China has made no secret of its broader agenda to establish effective control over civilian cyberspace. Since the mid-nineties, Chinese officials have made "information dominance" a central military priority, said James Mulvenon, director of the Center for Intelligence Research and Analysis, a private firm that provides clients with open-source intelligence on China. "The Chinese government regards cyber as a legitimate overt tool of national power, whereas for the U.S. it's still largely a compartmentalized, classified kind of capability," Mulvenon added.

Strategically, China is looking to exploit its edge in cyberwarfare to offset U.S. advantages in conventional weaponry. Chinese military planners, for example, have a declared strategy to disable U.S. military logistics and communications networks long enough to allow a successful invasion of Taiwan.

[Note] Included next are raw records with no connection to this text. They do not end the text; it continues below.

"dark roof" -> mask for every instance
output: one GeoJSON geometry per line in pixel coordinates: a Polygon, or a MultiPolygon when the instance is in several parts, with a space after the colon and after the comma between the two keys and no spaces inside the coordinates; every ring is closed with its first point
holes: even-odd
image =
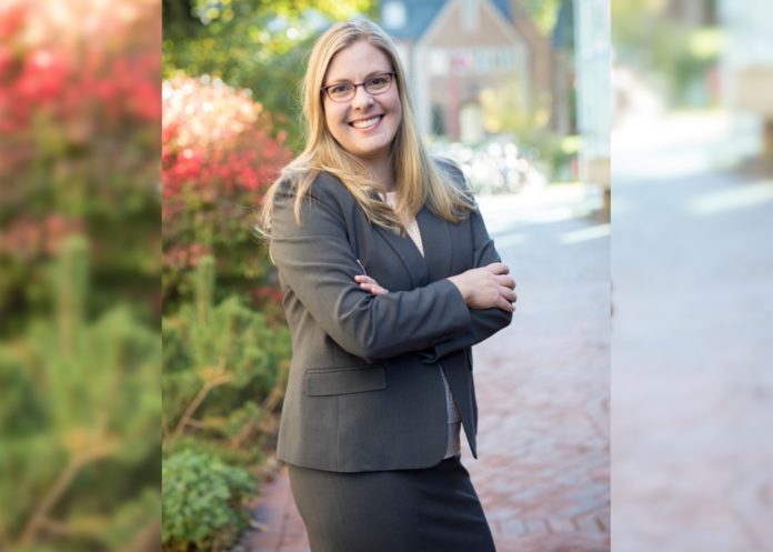
{"type": "MultiPolygon", "coordinates": [[[[404,40],[419,40],[426,29],[430,27],[434,18],[443,9],[448,0],[382,0],[381,9],[389,2],[400,2],[405,6],[405,24],[399,29],[388,27],[383,21],[381,23],[384,30],[392,38],[404,40]]],[[[499,9],[502,16],[510,20],[510,0],[491,0],[499,9]]]]}

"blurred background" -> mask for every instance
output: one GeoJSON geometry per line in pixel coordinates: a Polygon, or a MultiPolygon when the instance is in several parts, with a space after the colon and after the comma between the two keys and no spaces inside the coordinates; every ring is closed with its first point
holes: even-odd
{"type": "Polygon", "coordinates": [[[160,549],[161,9],[0,3],[0,550],[160,549]]]}
{"type": "Polygon", "coordinates": [[[612,544],[773,550],[773,10],[612,4],[612,544]]]}

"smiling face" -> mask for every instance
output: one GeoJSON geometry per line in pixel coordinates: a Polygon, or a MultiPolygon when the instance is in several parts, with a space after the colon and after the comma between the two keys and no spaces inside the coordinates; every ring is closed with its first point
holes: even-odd
{"type": "MultiPolygon", "coordinates": [[[[339,50],[330,60],[323,87],[338,82],[360,83],[369,77],[394,71],[386,56],[365,41],[339,50]]],[[[324,120],[335,141],[367,164],[389,157],[392,141],[402,120],[396,78],[389,90],[368,93],[357,87],[354,98],[332,101],[322,93],[324,120]]]]}

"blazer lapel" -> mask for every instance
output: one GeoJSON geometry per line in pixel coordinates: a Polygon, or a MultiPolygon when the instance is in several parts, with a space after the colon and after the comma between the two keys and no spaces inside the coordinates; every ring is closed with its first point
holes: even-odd
{"type": "MultiPolygon", "coordinates": [[[[426,272],[426,263],[421,257],[421,252],[416,248],[413,240],[408,235],[399,235],[391,230],[381,228],[378,224],[373,224],[375,231],[379,232],[386,243],[394,250],[398,258],[402,261],[405,267],[405,271],[411,277],[411,282],[414,288],[420,288],[429,283],[429,274],[426,272]]],[[[422,232],[423,239],[423,232],[422,232]]],[[[424,245],[424,251],[426,251],[426,245],[424,245]]]]}
{"type": "MultiPolygon", "coordinates": [[[[416,213],[416,222],[424,245],[424,259],[430,281],[434,282],[451,274],[453,248],[449,223],[435,217],[426,205],[416,213]]],[[[410,238],[409,238],[410,240],[410,238]]]]}

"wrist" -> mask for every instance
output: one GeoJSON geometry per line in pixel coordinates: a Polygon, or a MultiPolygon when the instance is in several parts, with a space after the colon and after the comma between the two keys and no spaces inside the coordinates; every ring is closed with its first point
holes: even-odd
{"type": "Polygon", "coordinates": [[[456,277],[449,277],[446,280],[449,280],[451,283],[453,283],[456,289],[459,290],[459,293],[461,293],[462,299],[464,300],[464,304],[466,304],[468,299],[469,299],[469,292],[466,290],[466,287],[462,284],[462,282],[459,281],[456,277]]]}

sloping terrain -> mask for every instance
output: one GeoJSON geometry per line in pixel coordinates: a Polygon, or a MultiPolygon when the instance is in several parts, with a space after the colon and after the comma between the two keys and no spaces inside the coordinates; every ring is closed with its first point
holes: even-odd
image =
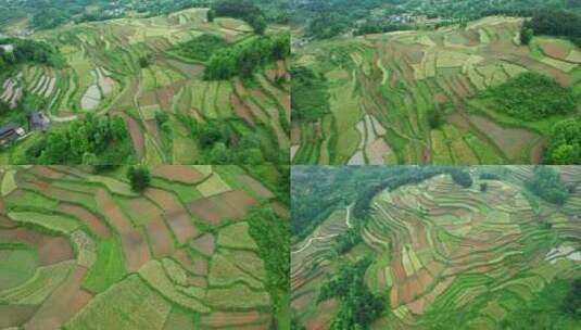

That sort of long-term thinking is what has cybersecurity experts worried. "I view all of this as intelligence preparation of the battlefield," Mulvenon said.

The Chinese experience also highlights the kinds of strategic disparities that U.S. counter-efforts suffer. Gen. Kevin Chilton, the head of U.S. Strategic Command, said the chief goal of U.S. cyberforces is to "maintain freedom of action" in cyberspace. Chilton noted that U.S. operatives can go on the offensive to prevent pending attacks, but critics of the U.S. approach say it doesn't come close to competing with China's strategies for cyberdominance. China is also working with legions of hacker recruits for its dominance scheme. The government reportedly works with an army of 50,000 to 100,000 "patriotic hackers" who may not have direct association with the ruling Chinese Communist Party but who act in concert with the party's national aims.